To achieve high performance, applications must exploit enough 
locality so that data can be reused before being evicted from 
the cache memories between the processor and main memory. 
Many compiler techniques have been developed to automatically
transform applications to enhance locality.   These
techniques are both effective and efficient when the loop structures
of the applications are simple, preferably perfectly nested loops.

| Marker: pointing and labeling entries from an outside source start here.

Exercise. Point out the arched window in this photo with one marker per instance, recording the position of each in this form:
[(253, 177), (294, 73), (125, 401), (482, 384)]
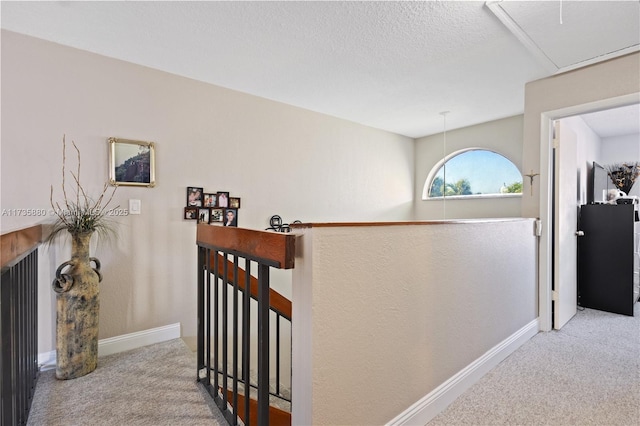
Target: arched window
[(473, 173)]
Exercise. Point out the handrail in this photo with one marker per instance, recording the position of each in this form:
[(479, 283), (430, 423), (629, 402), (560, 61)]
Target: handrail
[(18, 323), (18, 243), (224, 316), (272, 248), (277, 302)]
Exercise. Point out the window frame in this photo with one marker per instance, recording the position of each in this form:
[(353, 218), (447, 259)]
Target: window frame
[(436, 168)]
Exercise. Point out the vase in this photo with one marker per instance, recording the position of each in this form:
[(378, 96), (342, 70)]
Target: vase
[(78, 307)]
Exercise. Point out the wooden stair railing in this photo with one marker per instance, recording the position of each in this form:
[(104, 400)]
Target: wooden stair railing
[(277, 417), (18, 323), (277, 302), (221, 280)]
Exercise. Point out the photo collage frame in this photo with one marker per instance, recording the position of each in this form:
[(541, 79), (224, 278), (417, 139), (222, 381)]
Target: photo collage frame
[(214, 208)]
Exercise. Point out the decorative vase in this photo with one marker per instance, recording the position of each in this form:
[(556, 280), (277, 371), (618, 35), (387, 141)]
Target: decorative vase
[(77, 311)]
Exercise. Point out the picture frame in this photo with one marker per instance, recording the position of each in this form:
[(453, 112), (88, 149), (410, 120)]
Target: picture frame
[(223, 199), (234, 202), (230, 217), (203, 215), (194, 196), (210, 199), (131, 163), (216, 216), (190, 213)]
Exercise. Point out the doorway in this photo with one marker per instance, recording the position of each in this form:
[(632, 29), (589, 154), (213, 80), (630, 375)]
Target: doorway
[(554, 297)]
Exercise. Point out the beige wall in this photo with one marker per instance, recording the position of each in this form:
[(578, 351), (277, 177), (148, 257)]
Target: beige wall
[(606, 84), (279, 159), (413, 306), (600, 86), (501, 136)]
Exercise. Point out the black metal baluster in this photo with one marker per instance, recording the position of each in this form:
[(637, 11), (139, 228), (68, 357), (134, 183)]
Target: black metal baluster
[(215, 324), (225, 328), (246, 341), (235, 339), (200, 308), (263, 344), (277, 353), (207, 293)]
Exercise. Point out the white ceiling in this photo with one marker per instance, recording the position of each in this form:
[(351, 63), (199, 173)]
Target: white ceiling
[(390, 65)]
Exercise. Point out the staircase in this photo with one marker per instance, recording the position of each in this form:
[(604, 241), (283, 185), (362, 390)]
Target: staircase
[(244, 326)]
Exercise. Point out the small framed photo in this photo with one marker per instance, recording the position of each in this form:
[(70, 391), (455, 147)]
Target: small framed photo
[(234, 202), (223, 200), (216, 216), (230, 217), (132, 163), (194, 196), (191, 213), (210, 199), (203, 215)]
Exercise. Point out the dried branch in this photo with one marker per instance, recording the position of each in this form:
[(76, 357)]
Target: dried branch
[(83, 215)]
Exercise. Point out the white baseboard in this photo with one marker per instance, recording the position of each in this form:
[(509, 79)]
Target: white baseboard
[(429, 406), (125, 342)]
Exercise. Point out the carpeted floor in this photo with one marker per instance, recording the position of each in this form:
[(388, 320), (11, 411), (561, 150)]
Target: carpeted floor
[(154, 385), (587, 373)]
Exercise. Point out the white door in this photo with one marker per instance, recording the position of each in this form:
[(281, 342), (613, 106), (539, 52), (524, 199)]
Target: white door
[(565, 245)]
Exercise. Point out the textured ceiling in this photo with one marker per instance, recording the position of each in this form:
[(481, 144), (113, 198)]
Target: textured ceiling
[(389, 65)]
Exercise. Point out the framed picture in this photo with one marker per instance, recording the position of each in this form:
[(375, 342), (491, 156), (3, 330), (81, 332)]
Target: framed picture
[(223, 200), (194, 196), (216, 216), (132, 163), (210, 199), (191, 213), (230, 217), (203, 215), (234, 202)]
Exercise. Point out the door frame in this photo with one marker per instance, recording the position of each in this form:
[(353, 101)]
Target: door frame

However, on more complicated loop structures, existing techniques 
are either ineffective or require too much computation time to be
practical for a commercial compiler.  

This talk introduces techniques to transform arbitrary loop 
structures both effectively and efficiently. Building on 
traditional {\em unimodular} transformation
techniques on perfectly nested loops, we have developed a 
technique called {\em computation slicing} to re-arrange the loop 
structure of arbitrary nested loops. First, we adopt a
loop transformation model that is not limited by the original 
nesting structure of the program and extend traditional dependence 
representations to model dependence relations between iterations of 
arbitrary loops.  We then apply transitive analysis on the 
dependence graph and compute complete transitive dependence 
information between these loops.  These transitive dependence 
edges are used to decide the feasibility of a set of loop 
transformations independent of their original nesting 
structure.  The original program is then transformed 
directly according to the accumulated information. 
The complexity of a slicing transformation is $N^2 + N*L*D$, 
where $N$ is the number of statements, $L$ is the maximum 
depth of loop nests, $D$ is the size of the dependence 
graph. This complexity is comparable to that of standard 
unimodular loop transformations on perfectly nested loops.

We also developed a  transformation framework which systematically 
applies computation slicing to block arbitrary loop nests for 
better locality. The complexity of this framework is 
$N^2*L + N*L^2*D$.  We believe this framework is efficient 
enough to be used in most commercial compilers. 
We have implemented the framework as a source-to-source 
translator and applied it to successfully transform four 
numerical benchmark kernels: Cholesky, QR, LU factorization 
without pivoting and LU with partial pivoting.
We choose these benchmarks because they are considered very
hard to block automatically. To our knowledge, 
no previous compiler implementation has completely automated 
the blocking of QR and LU with pivoting.  Our implementation 
has successfully blocked all these benchmarks and
achieved performance improvement comparable to those code 
manually blocked by experienced algorithm designers~\cite{LAPACK3}. 
This implies that this framework is in practice comparable in power 
and effectiveness to  most previous general transformation frameworks.